The Orcadian
- Type: Weekly newspaper
- Format: Tabloid (since 2018)
- Owner(s): Orkney Media Group (Anderson-Mackintosh family)
- Founder(s): James Urquhart Anderson
- Editor: Leah Seator
- Founded: 1854; 171 years ago (as A Literary and Commercial Advertiser for Orkney and Zetland)
- Language: English
- Headquarters: Kirkwall, Orkney, Scotland
- Website: www.orcadian.co.uk

= The Orcadian =

Scottish newspaper

The Orcadian is the oldest newspaper in Orkney, Scotland, first published in 1854. At first a monthly paper, it soon became a weekly. The newspaper is based in Kirkwall but printed in Glasgow for sale every Thursday. It is part of the Orkney Media Group, formed out of a partnership with a competing newspaper, Orkney Today, in 2007.

== History ==
The newspaper was first founded in 1854 as A Literary and Commercial Advertiser for Orkney and Zetland by James Urquhart Anderson, who established the first printing press on the island in the 1820s, and his son of the same name. The first issues were written by James, while his son printed the issues on hand set type. The Andersons were joined by Ayrshire journalist and editor W.H. Mackintosh when he married into the family in 1877, and since then, the newspaper has been owned by the Anderson-Mackintosh family.

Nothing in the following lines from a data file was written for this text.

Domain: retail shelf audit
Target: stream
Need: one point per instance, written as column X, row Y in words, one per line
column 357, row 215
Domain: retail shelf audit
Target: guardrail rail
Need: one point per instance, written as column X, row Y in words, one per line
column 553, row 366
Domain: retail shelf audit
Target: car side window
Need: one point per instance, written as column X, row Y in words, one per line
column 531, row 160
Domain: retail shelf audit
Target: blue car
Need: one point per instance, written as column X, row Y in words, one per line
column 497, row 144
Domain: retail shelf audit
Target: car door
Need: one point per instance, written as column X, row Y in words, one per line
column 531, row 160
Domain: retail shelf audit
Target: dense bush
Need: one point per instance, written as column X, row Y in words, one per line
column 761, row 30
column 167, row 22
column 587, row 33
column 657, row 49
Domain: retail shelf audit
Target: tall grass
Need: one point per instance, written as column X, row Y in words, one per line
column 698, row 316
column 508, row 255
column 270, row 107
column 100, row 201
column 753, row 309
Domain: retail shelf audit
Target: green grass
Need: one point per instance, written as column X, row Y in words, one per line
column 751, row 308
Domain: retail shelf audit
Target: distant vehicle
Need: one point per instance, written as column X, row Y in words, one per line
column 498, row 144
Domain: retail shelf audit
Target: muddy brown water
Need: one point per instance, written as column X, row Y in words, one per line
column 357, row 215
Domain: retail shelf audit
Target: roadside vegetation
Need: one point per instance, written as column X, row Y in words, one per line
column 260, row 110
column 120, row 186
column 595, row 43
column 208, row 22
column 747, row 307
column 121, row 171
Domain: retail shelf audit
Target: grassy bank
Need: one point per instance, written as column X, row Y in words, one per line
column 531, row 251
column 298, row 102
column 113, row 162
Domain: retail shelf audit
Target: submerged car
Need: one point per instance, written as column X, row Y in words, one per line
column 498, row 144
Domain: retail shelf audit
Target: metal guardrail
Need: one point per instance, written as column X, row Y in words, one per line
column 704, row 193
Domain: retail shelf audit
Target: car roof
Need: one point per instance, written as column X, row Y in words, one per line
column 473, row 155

During the Second World War, The Orcadian published a special armed forces newspaper titled Orkney Blast. A competing newspaper founded in 1860, The Orkney Herald, closed down in 1961, leaving The Orcadian as the sole newspaper on the island until the launch of Orkney Today in 2003. Following the formation of the Orkney Media Group in 2007, Orkney Today was closed in 2010, citing financial issues and low circulation, making The Orcadian again the island's only newspaper.

=== Tabloid format and modernisation ===
Until 2018, the newspaper was printed at Orkney Media's printing facilities in Kirkwall. Increasing maintenance costs and a need to modernise saw The Orcadian cease printing on Orkney to instead be printed at Newsquest's Glasgow printing facilities. This coincided with a relaunch of The Orcadian on 1 March 2018, with the newspaper redesigned and resized to tabloid format.

The paper has been edited by Leah Seator since 2016.